O único modo de impedir que, caso se produzam estas divisões no comando militar, se imponha a direita, é conquistar o apoio massivo da tropa, os milhares de operários e camponeses de uniforme que compõe a base do exército. Mas só há um modo de conseguir isto: com medidas socialistas, revolucionárias, e o desenvolvimento de um verdadeiro Estado revolucionário dirigido pelos trabalhadores e pelo povo.

Como repetimos incansavelmente: só o povo salva o povo. Nós, jovens, trabalhadores, camponeses e soldados revolucionários devemos organizar-nos nos nossos centros de trabalho, bairros e quartéis, em primeiro lugar para resistir e derrotar o ataque fascista, os planos golpistas da MUD e o imperialismo estado-unidense. Mas ao mesmo tempo para nos reagruparmos sob uma bandeira clara, com um programa que unifique todas as reivindicações operárias e populares. Um programa que defenda medidas verdadeiramente revolucionárias, que acabe de uma vez por todas com o poder dos capitalistas e burocratas e ponha a direção da economia e do Estado nas mãos da classe operária e do povo pobre.

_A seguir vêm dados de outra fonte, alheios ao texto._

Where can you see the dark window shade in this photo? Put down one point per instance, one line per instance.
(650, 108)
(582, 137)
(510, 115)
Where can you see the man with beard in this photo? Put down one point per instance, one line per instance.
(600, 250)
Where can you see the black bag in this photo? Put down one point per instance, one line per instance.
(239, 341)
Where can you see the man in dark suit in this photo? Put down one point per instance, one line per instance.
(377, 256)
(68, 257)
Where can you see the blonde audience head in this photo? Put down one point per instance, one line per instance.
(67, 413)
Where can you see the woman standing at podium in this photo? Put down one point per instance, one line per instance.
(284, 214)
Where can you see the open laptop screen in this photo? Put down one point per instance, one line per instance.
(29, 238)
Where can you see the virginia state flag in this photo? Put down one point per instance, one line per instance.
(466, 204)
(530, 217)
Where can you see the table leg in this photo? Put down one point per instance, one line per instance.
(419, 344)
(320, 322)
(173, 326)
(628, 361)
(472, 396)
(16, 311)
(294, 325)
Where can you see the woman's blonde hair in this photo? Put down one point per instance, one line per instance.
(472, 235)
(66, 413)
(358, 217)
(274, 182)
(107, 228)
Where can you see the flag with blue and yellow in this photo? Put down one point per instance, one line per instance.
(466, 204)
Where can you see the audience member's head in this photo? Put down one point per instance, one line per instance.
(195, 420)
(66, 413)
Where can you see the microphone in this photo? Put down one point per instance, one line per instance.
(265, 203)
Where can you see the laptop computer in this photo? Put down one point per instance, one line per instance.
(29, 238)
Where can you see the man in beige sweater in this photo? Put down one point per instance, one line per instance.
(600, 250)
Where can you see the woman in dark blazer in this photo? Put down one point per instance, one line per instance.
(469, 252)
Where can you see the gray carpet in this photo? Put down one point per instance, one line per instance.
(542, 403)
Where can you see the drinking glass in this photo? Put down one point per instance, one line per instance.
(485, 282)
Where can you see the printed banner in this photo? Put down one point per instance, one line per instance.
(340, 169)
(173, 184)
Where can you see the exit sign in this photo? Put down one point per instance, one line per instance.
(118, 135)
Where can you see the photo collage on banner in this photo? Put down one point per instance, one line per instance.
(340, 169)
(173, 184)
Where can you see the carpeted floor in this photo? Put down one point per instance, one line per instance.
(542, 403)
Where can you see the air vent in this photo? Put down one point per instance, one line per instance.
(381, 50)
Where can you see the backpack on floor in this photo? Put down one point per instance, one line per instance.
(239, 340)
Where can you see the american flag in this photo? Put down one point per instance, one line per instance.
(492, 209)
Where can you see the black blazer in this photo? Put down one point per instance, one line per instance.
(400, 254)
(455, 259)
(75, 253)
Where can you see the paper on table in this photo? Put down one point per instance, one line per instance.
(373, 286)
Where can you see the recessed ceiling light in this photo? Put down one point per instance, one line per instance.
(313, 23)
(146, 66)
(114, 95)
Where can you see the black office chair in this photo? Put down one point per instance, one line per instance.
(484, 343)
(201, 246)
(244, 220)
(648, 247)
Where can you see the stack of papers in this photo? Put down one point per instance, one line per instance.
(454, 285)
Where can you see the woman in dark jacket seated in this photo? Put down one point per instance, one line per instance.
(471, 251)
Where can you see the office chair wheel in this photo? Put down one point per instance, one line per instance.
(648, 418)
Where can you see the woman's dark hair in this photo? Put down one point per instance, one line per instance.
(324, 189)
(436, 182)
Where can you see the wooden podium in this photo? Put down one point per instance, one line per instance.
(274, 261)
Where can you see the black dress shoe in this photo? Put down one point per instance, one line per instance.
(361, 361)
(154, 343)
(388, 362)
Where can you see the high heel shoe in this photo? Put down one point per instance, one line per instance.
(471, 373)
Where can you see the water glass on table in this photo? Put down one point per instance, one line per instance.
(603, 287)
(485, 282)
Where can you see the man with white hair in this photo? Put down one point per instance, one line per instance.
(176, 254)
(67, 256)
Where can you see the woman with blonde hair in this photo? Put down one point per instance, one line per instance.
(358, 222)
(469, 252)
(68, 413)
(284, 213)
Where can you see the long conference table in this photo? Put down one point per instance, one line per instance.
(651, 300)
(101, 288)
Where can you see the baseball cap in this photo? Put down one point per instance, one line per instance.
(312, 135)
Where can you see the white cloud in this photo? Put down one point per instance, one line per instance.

Este programa, entre outros pontos, deveria incluir os seguintes:

  • Não ao governo reacionário e planos golpistas que a MUD tenta impor.
  • Assembleias em cada centro de trabalho e cada bairro para discutir como enfrentar a estratégia golpista da MUD e formar comités de ação para organizar a defesa das conquistas e reivindicações operárias e populares.
  • Luta pelo controlo operário e gestão directa das empresas mediante conselhos de trabalhadores e do povo, derrotando tanto a contra-revolução burguesa como a reação burocrática.
  • Nenhuma concessão nem pacto com a burguesia. Nacionalização da banca, da terra e das grandes empresas sob o controlo e gestão directa e democrática dos trabalhadores e do povo.
  • Frente à especulação e à inflação: formação de comités populares de ação directa, democraticamente controlados, para garantir o abastecimento e impor preços acessíveis para o povo.
  • Nenhum retrocesso nas condições de vida, salários e direitos dos trabalhadores. Subidas salariais por cima da inflação mantendo o poder aquisitivo dos trabalhadores.
  • Nenhuma destruição de emprego em empresas públicas nem privadas. Recolocação imediata de todos os trabalhadores que de maneira arbitrária e injustificada foram despedidos.
  • Abertura dos livros de contas e inventários de todas as empresas públicas e privadas à inspeção dos trabalhadores e comissões de moradores. Prisão imediata de todos os burocratas corruptos que roubaram o povo.
  • Que todos os cargos e representantes públicos cobrem o salário de um trabalhador qualificado.
  • Elegibilidade e revogabilidade de todos os cargos e que mostrem contas da sua gestão, periodicamente, perante assembleias dos trabalhadores e moradores.
  • Não à impunidade para os golpistas e assassinos do povo. Juízo, investigação e castigo de todos os envolvidos em ações violentas contra os trabalhadores.
  • Monopólio Estatal do comércio exterior sobre gestão directa operária e popular para garantir que há alimentos suficientes e a preços acessíveis para o conjunto da população.
  • Unidade na luta com os nossos irmãos de classe na Bolívia, Equador, Cuba, Brasil, Argentina... O socialismo só pode ser internacional: pela Federação Socialista da América Latina.

NOTAS:

[1] A palavra “guarimba” é a expressão venezuelana para barricada. Hoje, no entanto, é o nome dado às acções de rua violentas, aos bloqueios de rua e às barricadas que organizam as forças da direita.

[2] Conselho Nacional Eleitoral.

[3] Assembleia Nacional Constituinte.